Second, frontline services are of a high standard. Increased spending on healthcare demanded by voters and delivered by politicians means government can purchase decent enough personnel and resources, and most people who have used the NHS here will agree they have witnessed high levels of professionalism and medication. Polls show consumer satisfaction is high, and having worked as a porter through my student days, I can testify that the praise is well-deserved, even in two of the worst hospitals in the entire of England. It should be noted that acquiring excellent equipment and staff entail doubling down on costs elsewhere (e.g. cutting food budgets, rationing the purchase of drugs), and MRSA, a hospital superbug resultant of poor hygiene has entered the national consciousness as a serious problem inherent within the healthcare system. But neither phenomenon should detract from the excellent standard of care patients receive here if they fall ill or suffer an accident: the relevant statistics are powerful indicators of its efficiency and ability to get results.

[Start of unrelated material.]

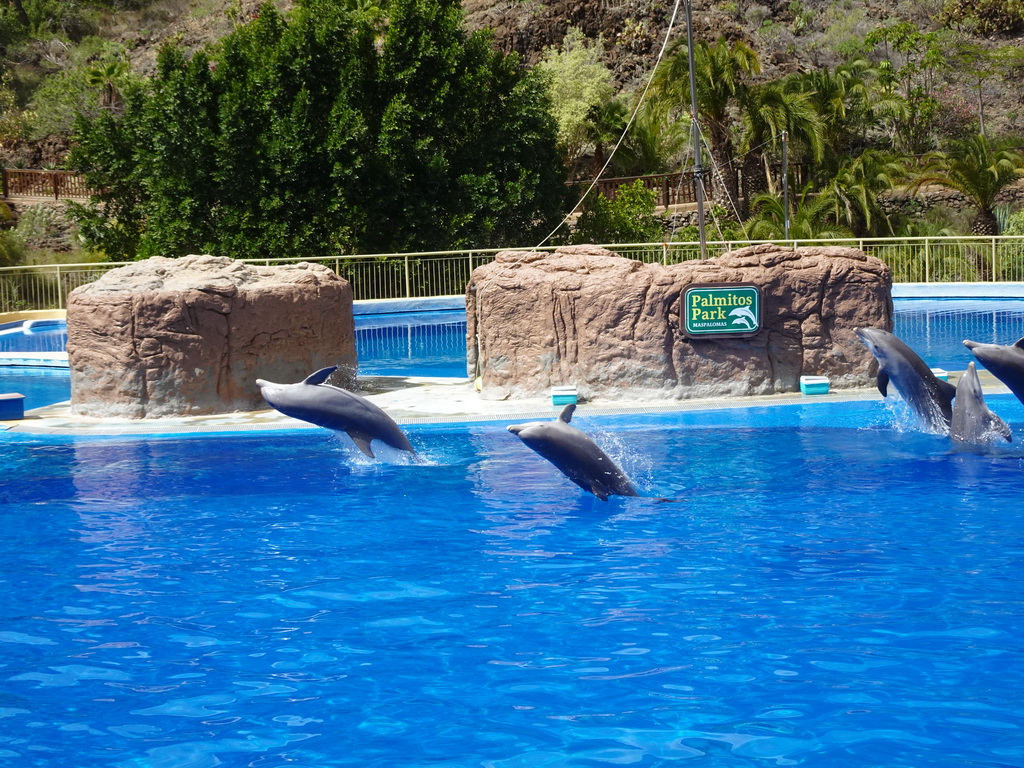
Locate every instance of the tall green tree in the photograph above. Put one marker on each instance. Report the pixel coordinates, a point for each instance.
(581, 86)
(325, 132)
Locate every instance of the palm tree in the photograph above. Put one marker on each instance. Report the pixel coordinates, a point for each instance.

Then there is our programme of preventative care, perhaps the crucial factor in why healthcare costs are as low as they are in the UK. Root causes of health inequalities such as smoking have come under attack from governments and authorities that have made it harder for people to get their hands on addictive substances, and new challenges such as obesity are increasingly in the sights of the healthcare system, with restrictions on advertising junk food and efforts to get schoolchildren to eat a balanced diet now underway. Right-wing opinion formers frequently rail against such measures, and a future Tory government dominated by unpleasant individualists might try to curtail such efforts in a bid to shut down the ‘nanny state.’ Yet the savings the NHS makes from educating people about the need to live well are likely to make an incoming Conservative administration think twice about such a move, and the fact the the public largely approve of health education will keep it on the political agenda for a long time to come.

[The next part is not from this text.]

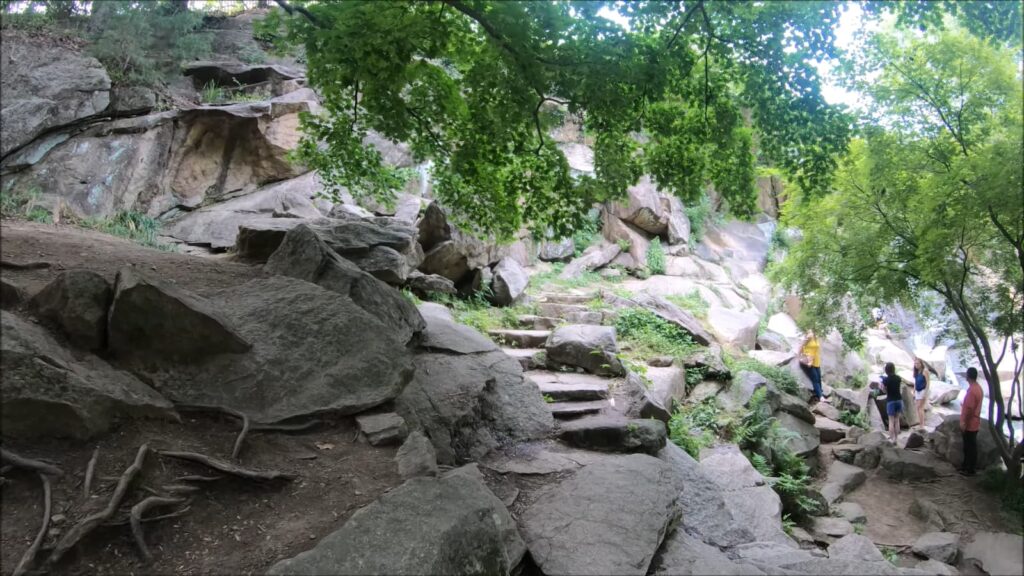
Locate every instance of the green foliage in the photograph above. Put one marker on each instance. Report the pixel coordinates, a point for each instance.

Finally, there is the NHS’s commitment to the principle of genuine equality. Designed to mitigate the excesses of what founder Anuerin Bevan called the ‘hedonism of capitalist society’, state healthcare in Britain is committed to safeguarding the rights of every section of the British population. Women have their right to choose protected. Those with physical and mental disabilities such as autism have whole care strategies devoted to them. Couples unable to conceive have some access to IVF. And transgendered individual can usually get access to treatment despite the prejudice they still face among the wider population. A series of reforms introduced by the Blair government aimed at increasing ‘choice’ have entailed the prevalence of postcode lotteries, and a situation does now exist where those living in socially conservative parts of the country are unable to access the same services as those living in more liberal areas. But awareness of this problem is relatively strong, and the commitment to leaving no man or woman behind is likely to remain enshrined for several generations yet despite elite enthusiasm for decentralisation and handing ‘power to the people’ no matter what they might do with it.

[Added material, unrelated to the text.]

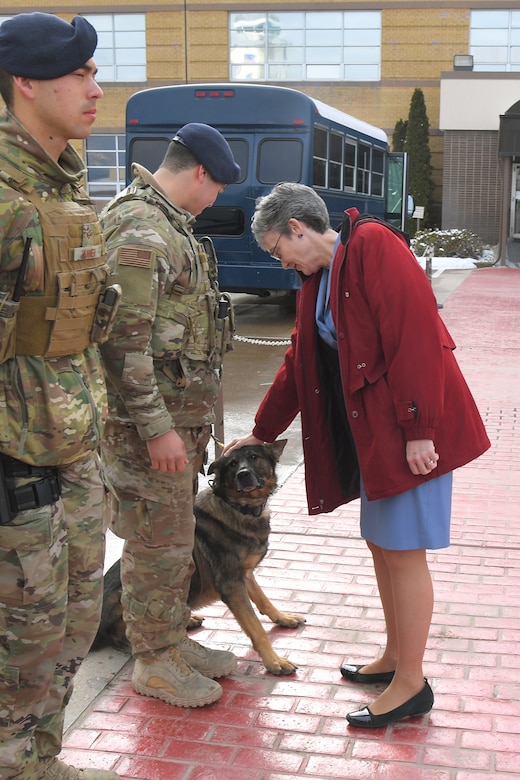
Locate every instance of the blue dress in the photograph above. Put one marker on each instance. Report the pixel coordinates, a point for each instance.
(417, 519)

Sure, the NHS has its faults. And undoubtedly, the idea of directly imposing what works in a country as homogeneous and geographically small as the UK on a country as diverse and large as the United States is fraught with difficulty. But to dismiss the benefits of state-provided healthcare ad nauseum is not only misguided: it is to reject one of the noblest experiments in our country’s history, to decry a progressive endeavour that still holds Britain up as a little bit Great and its inhabitants as worth more than the reserved exteriors would suggest. Knock it at your peril.